È entrato un topo, da non so che buco;

Non silenzioso, come è loro solito,

Ma presuntuoso, arrogante e bombastico.

Era loquace, concettoso, equestre:

S’è arrampicato in cima allo scaffale

E mi ha fatto una predica

Citandomi Plutarco, Nietzsche e Dante:

Che non devo perdere tempo,

Bla bla, che il tempo stringe,

E che il tempo perduto non ritorna,

E che il tempo è denaro,

E che chi ha tempo non aspetti tempo

Perché la vita è breve e l’arte è lunga,

E che sente avventarsi alle mie spalle

Non so che carro alato e falcato.

Che sfacciataggine! Che sicumera!

Mi faceva venire il latte ai gomiti.

Forse che un topo sa che cosa è il tempo?

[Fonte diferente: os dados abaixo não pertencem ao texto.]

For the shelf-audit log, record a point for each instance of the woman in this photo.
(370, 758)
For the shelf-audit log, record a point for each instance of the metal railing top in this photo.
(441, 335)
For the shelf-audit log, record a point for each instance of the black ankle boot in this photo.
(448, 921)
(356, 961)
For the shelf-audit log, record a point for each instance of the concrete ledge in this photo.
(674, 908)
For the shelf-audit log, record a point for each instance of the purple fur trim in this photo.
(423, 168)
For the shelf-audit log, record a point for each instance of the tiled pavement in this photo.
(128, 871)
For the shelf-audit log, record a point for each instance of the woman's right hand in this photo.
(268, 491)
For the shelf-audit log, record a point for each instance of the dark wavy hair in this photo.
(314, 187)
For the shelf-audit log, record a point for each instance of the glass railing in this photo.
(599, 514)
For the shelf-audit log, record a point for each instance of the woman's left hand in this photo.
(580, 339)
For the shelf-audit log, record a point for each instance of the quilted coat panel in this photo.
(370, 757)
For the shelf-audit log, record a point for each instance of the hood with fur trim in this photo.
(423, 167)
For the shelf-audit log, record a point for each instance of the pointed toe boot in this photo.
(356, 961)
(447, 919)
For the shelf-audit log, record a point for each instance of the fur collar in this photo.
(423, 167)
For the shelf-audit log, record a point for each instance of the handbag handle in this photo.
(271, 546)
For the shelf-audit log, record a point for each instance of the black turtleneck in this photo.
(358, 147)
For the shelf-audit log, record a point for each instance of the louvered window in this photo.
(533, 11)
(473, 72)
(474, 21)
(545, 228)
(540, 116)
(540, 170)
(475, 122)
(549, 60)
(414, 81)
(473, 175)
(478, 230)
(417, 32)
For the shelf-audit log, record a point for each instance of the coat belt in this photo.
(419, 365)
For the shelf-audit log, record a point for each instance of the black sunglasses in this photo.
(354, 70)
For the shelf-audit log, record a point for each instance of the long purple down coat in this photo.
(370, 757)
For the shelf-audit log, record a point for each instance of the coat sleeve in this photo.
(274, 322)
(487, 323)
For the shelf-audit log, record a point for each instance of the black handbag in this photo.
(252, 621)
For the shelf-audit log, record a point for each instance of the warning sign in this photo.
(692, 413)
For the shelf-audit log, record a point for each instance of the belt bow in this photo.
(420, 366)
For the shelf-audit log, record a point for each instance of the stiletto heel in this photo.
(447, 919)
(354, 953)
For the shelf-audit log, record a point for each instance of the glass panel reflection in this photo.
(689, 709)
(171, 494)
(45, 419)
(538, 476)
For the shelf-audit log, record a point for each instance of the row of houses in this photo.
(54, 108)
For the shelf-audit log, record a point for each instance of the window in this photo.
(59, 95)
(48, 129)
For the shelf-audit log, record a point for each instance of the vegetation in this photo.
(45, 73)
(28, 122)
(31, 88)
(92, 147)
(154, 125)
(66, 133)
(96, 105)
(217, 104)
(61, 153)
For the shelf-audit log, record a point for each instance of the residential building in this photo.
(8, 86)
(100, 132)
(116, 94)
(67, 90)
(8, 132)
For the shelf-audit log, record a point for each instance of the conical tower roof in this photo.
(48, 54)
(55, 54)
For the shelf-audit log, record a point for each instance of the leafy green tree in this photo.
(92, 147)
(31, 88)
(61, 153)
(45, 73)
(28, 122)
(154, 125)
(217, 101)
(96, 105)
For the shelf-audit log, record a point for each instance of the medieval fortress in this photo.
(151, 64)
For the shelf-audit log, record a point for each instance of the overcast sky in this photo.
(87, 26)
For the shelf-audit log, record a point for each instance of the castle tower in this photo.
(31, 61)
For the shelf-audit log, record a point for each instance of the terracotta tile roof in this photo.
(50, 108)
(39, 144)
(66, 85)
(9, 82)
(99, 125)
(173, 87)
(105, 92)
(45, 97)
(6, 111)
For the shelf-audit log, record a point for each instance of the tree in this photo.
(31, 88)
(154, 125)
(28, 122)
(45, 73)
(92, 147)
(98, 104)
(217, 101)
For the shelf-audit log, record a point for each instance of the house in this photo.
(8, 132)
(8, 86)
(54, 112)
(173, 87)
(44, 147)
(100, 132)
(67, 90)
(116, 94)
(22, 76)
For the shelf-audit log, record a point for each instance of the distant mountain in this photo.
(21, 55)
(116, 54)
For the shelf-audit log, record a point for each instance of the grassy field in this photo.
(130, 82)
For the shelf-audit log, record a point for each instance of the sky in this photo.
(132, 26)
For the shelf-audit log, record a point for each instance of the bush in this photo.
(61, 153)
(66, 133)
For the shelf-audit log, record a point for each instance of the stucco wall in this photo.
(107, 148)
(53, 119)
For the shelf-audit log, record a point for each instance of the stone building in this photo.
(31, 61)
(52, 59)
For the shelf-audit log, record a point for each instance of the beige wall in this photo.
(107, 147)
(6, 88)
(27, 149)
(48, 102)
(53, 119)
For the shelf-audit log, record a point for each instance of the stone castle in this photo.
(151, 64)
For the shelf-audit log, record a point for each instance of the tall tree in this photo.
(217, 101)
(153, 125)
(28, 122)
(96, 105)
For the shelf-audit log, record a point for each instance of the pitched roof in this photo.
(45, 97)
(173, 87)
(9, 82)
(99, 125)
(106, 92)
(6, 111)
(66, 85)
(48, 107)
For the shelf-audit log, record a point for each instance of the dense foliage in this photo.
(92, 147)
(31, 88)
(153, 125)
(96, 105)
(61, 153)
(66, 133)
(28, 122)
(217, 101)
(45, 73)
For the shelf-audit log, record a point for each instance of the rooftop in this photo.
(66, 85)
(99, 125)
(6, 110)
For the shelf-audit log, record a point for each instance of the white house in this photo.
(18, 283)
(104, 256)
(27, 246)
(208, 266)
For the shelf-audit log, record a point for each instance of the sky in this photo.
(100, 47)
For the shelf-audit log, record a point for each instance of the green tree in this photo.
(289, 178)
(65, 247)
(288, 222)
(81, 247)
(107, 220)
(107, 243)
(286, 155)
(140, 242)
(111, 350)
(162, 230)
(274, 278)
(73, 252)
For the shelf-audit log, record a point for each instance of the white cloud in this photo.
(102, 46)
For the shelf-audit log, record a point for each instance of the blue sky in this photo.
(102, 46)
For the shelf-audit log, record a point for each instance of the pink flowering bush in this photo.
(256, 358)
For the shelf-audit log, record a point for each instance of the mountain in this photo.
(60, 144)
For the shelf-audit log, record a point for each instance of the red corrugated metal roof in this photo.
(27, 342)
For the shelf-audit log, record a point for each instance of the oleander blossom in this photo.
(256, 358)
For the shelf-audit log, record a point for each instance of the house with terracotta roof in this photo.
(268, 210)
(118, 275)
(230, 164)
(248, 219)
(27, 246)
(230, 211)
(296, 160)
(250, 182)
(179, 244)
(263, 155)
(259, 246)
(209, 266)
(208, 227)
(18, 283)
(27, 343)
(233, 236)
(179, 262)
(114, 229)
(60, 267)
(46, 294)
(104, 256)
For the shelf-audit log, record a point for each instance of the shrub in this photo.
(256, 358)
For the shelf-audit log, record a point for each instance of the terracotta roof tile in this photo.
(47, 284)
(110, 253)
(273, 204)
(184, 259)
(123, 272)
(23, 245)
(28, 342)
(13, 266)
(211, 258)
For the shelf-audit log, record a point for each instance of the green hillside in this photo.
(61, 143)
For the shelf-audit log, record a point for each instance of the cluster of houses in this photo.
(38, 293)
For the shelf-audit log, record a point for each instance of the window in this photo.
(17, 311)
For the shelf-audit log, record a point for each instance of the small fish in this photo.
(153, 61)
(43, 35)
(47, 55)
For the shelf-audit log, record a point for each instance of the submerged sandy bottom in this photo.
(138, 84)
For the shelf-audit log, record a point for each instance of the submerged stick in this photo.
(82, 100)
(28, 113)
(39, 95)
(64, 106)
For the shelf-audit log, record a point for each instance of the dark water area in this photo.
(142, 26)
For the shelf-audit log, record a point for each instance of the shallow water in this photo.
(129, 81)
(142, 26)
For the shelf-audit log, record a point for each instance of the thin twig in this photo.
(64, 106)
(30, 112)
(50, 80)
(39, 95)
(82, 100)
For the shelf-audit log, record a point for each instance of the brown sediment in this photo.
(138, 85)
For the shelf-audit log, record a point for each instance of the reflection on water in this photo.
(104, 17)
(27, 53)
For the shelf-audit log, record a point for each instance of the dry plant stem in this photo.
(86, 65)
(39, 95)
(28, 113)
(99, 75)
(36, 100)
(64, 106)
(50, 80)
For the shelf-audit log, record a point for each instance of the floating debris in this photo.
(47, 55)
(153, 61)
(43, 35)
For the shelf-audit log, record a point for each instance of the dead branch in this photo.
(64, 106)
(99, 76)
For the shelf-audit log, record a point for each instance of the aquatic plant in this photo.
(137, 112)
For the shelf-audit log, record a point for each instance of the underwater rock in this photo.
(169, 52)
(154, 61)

È lui che me lo sta facendo perdere

Con la sua ramanzina facciatosta.

È un topo? Vada a predicare ai topi.

L’ho pregato di togliersi di torno:

Che cosa è il tempo, io lo so benissimo,

Entra in molte equazioni della fisica,

In vari casi perfino al quadrato

O con un esponente negativo.

Ai casi miei provvedo da me stesso,

Non ho bisogno dell’altrui governo:

Prima caritas incipit ab ego.

 

(15 gennaio 1983)

 

A velha fábula do rato

(Margaryta Verkhovets: artista polonesa)

 

Um rato

 

Um rato entrou, não sei de que buraco;

Não silencioso, como é seu hábito,

Mas presunçoso, arrogante e bombástico.

Era loquaz, rebuscado, equestre:

Empoleirou-se em cima da prateleira

E me fez um sermão

Citando Plutarco, Nietzsche e Dante:

Que eu não devo perder tempo,

Blá-blá-blá, que o tempo urge,

E que o tempo perdido não retorna,

E que tempo é dinheiro,

E que quem tem tempo que o aproveite,

Porque a vida é breve e a arte é longa,

E que sente lançar-se às minhas costas

Não sei que carro alado e falcado.

Que petulância! Quanta baboseira!

Era de me torrar a paciência.

Acaso um rato sabe o que é o tempo?

Logo ele, que está gastando o meu

Com essa lenga-lenga descarada.

É um rato? Que vá pregar aos ratos.

Pedi-lhe que saísse do recinto:

O que é o tempo, eu sei perfeitamente.

Entra em muitas equações da física.

Em vários casos até ao quadrado

Ou com um expoente negativo.

E de meus casos quem cuida sou eu,

Não necessito de governo alheio:

Prima caritas incipit ab ego. (*)

 

(15 de janeiro de 1983)


Nota do Tradutor:

(*). Ditado latino: “A primeira caridade (ou o primeiro amor) começa por mim”. (LEVI, 2019, p. 97)

Referência:

LEVI, Primo. Un topo / Um rato. Tradução de Maurício Santana Dias. In: __________. Mil sóis: poemas escolhidos. Seleção, tradução e apresentação de Maurício Santana Dias. 1. ed. São Paulo, SP: Todavia, 2019. Em italiano: p. 94 e 96; em português: p. 95 e 97.